Let me try that approach in other areas of my life.  Let me remember the ways I have achieved what I have wanted to achieve.  Let me not mourn too much that I don't have the kind of time I had when I was younger.  I've been thinking about my grad school years, when a group of us met every Saturday and did stitching all day long.  What a luxury to have that kind of time!  But even if I don't have a whole day, I have some hours here and there, and one Saturday a month.  I want more, but I'll enjoy what I have.
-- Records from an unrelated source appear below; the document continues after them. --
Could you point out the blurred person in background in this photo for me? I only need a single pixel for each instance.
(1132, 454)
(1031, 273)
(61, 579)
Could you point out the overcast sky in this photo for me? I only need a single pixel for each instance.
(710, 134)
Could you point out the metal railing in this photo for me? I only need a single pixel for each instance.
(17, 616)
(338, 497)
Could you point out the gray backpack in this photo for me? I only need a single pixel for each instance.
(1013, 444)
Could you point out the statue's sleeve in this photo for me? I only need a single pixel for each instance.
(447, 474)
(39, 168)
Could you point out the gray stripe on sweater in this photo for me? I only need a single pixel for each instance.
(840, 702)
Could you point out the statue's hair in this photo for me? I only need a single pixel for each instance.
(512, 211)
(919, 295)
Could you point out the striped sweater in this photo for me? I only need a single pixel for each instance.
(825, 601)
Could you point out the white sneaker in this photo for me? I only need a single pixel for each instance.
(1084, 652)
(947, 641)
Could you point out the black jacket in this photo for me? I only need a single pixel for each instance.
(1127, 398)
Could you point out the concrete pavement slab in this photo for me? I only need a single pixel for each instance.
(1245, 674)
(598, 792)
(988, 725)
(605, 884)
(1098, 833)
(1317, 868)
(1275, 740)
I will always wonder what I could be accomplishing if my life was different. I'm not good at living in the moment.  My inner critic, who sounds like a guidance counselor, is always telling me I'm not living up to my full potential.  That voice is useful at times, when I've been truly slothful.  It's not as useful when I've been doing my best.
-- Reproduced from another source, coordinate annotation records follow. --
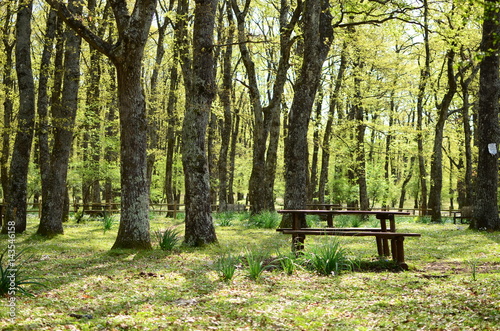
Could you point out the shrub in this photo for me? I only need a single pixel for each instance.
(256, 264)
(107, 222)
(265, 220)
(12, 276)
(225, 218)
(226, 266)
(329, 258)
(168, 238)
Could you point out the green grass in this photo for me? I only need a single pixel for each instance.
(452, 283)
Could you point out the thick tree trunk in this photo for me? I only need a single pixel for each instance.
(318, 34)
(18, 172)
(134, 224)
(485, 212)
(334, 102)
(437, 152)
(63, 118)
(200, 92)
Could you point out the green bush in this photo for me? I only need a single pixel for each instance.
(226, 266)
(168, 238)
(265, 220)
(329, 258)
(13, 278)
(256, 264)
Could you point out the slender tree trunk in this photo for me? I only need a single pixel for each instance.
(334, 102)
(18, 172)
(318, 34)
(63, 118)
(8, 103)
(437, 152)
(225, 97)
(424, 77)
(485, 213)
(200, 92)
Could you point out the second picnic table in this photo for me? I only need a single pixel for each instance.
(382, 234)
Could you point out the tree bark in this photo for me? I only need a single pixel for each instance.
(18, 172)
(63, 119)
(437, 151)
(318, 35)
(200, 92)
(424, 77)
(485, 211)
(8, 103)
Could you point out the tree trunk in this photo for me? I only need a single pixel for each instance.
(485, 212)
(225, 97)
(200, 92)
(18, 172)
(424, 77)
(127, 55)
(334, 102)
(63, 118)
(437, 152)
(8, 103)
(318, 34)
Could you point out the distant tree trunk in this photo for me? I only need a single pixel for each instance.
(424, 77)
(334, 102)
(154, 103)
(8, 103)
(18, 172)
(54, 26)
(199, 77)
(485, 211)
(127, 55)
(91, 189)
(437, 152)
(63, 119)
(407, 179)
(172, 118)
(225, 97)
(318, 35)
(313, 181)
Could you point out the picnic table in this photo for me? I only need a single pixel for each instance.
(382, 234)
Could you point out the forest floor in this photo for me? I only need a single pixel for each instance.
(452, 284)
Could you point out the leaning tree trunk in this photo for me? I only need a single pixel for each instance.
(485, 213)
(8, 103)
(318, 34)
(200, 93)
(437, 152)
(63, 114)
(18, 172)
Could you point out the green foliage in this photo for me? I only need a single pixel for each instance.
(168, 238)
(265, 220)
(329, 258)
(225, 218)
(288, 263)
(12, 276)
(226, 266)
(256, 264)
(107, 222)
I've been reading various blogs, and I sense I'm not the only one feeling a bit overwhelmed.  It's the time of year when we have papers to grade and appointments to keep and looming deadlines.  What more might we accomplish if we didn't wait for perfect circumstances, but instead adopted an "It's good enough" approach?

4 comments:

Kathleen said...

So sorry you are feeling gloomy, loom(ing), and overwhelmed, but so glad you have comforted yourself and others here!

Jim Murdoch said...

As a person who has always set impossibly high standards for himself and waited patiently on me inevitably failing to hit the mark I can sympathise. The real question here is: What exactly is good enough? I see what other bloggers put up and I’m embarrassed for them. Mostly these are the ones who try and put up something – anything – every day. My answer was to slow down. I used to post twice a week. Now I post twice every ten days. Those three days make all the difference. I can maintain quality without killing myself or overburdening my readers. I see a lot of my friends posting once a week and I look forward to reading their blogs and that is how it should be.

Wendy said...

I am quick to think that any of us who have finished a dissertation understand the "good enough" approach. I wonder sometimes if the main difference between Ph.D.s and ABDs is that embrace of "Good Enough" (and I'm sure we all know exceptions to my generality, here). Yet it's so hard to embrace this (less than) ideal in other areas of our life. Hmmm...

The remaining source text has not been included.